Nevertheless, other fluids will be studied in the future. Furthermore, the mass flow rate and the
temperatures are fixed by the process of the other systems, such as the thermal storage cycle and the
power cycle. The mass flow rate is 5 kg/s and the inlet/outlet temperatures are 400°C/1000°C. These
are the only constraints for designing the heater. Then different sizes, geometries of the heater will
be studied in order to determine the configuration of the heater.
In this aim, a review of heaters and heat transfer in the shell part of shell-and-tube heat
exchangers is developed. In fact, few articles are available on the operation of electrical heaters at
high temperature. Moreover, shell-and-tube heat exchangers work in the same way as the heater.

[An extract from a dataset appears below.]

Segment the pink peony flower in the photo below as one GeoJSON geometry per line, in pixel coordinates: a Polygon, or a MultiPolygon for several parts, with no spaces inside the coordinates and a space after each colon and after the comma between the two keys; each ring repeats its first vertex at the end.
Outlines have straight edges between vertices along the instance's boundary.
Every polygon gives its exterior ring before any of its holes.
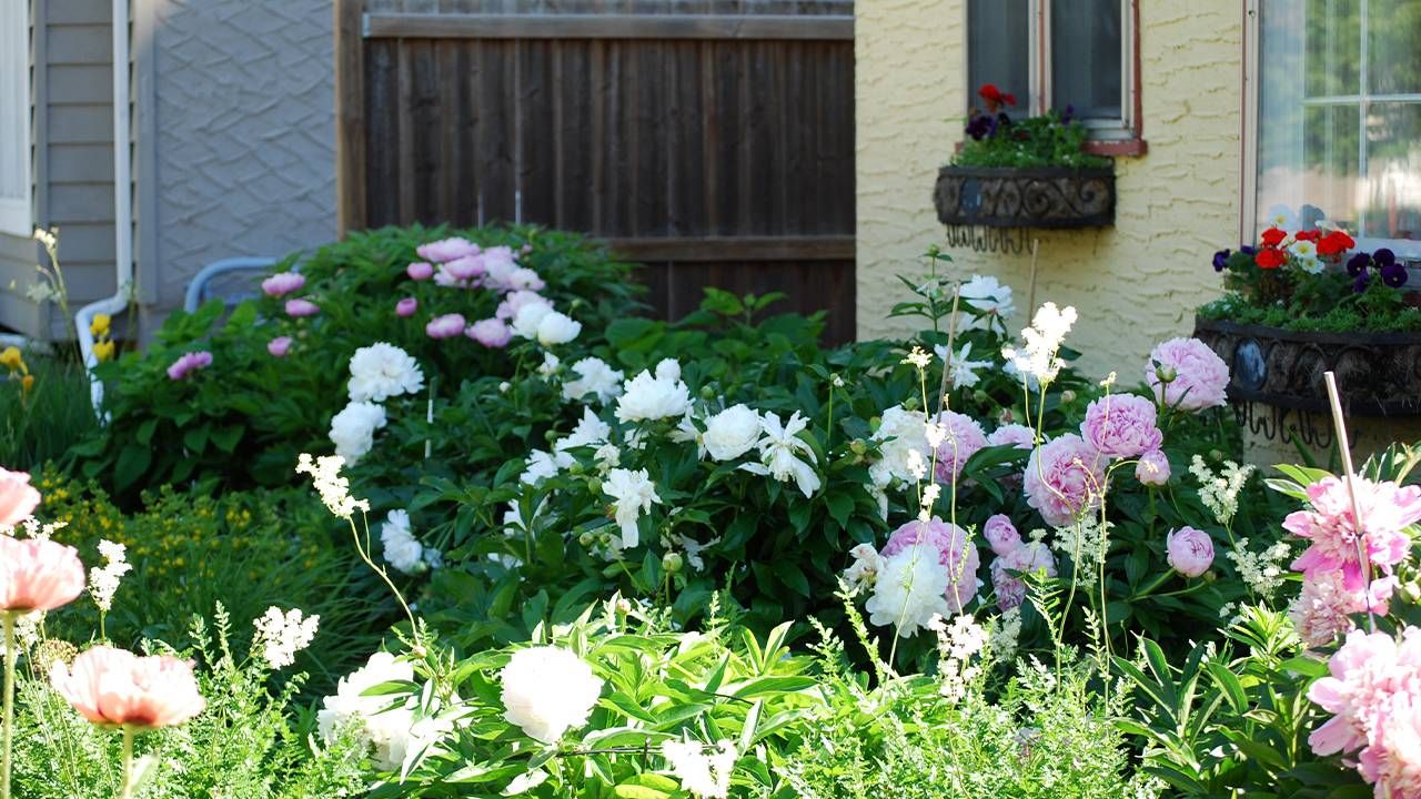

However, the range of temperatures differs, so some work has to be done in order to model the heat
transfer in the heater.
With this in mind, an analytical work is developed, in order to have an order of magnitude of
the heat transfer. In this part, different models and correlations are used, to have a first estimation of
the heater length.
Then, a simulation approach applying numerical methods, such as Computational Fluid
Dynamics (CFD) is done. This approach, allows to determine more accurate results, which include
radiation. However, a focus is necessary on the validity of the model of resolution/radiation on the
software.
Finally, to optimize the heat transfer performance in the heater, the results of different designs
are compared,